Predigt über Jesaja 42,1-4(5-9)
gehalten am Sonntag, den 13. Januar 2002
(1. Sonntag nach Epiphanias)
in der evangelischen Kirche in Bötzingen

13.01.2002
Die Gnade unseres Herrn Jesus Christus und die Liebe Gottes und die Gemeinschaft des heiligen Geistes sei mit euch allen. Amen.

Der Predigttext für den heutigen ersten Sonntag nach dem Epiphaniasfest steht beim Propheten Jesaja im 42. Kapitel. Wir wissen, dass ab dem 40. Kapitel des Jesajabuches nicht mehr der Prophet Jesaja spricht.

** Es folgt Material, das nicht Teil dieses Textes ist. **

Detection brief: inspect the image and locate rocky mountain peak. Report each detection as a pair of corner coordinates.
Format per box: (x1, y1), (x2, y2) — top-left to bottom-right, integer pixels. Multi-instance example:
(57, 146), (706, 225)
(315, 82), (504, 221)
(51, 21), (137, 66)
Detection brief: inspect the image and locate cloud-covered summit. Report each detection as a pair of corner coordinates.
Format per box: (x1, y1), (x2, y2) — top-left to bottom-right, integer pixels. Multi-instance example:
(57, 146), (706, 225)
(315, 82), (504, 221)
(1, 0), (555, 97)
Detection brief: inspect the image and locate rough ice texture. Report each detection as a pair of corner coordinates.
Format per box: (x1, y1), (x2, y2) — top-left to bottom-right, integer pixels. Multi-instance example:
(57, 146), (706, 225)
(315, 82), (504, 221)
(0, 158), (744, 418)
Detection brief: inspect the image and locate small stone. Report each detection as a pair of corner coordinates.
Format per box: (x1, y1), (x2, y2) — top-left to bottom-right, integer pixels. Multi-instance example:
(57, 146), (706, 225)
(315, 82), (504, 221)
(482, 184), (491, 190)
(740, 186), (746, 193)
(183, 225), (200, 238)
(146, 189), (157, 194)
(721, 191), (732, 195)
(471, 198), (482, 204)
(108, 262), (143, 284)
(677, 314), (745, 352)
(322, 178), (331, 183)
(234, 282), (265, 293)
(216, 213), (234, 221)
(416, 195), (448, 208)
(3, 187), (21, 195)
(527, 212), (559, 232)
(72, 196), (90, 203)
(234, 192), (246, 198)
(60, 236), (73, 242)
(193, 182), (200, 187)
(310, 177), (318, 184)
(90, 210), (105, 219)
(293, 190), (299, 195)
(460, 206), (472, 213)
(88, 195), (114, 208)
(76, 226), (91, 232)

Vielmehr finden wir ab Kapitel 40 Worte eines Propheten festgehalten, dessen Namen wir nicht kennen. Dieser Prophet wirkt in der zweiten Hälfte des sechsten Jahrhunderts vor Christi Geburt. Die israelitische Oberschicht war damals nach Babylon verschleppt. Gegen Ende des babylonischen Exils hat dieser Prophet nun die großartige Aufgabe, seinem Volk die Heimkehr aus dem Exil und eine neue Zukunft in der Heimat anzukündigen.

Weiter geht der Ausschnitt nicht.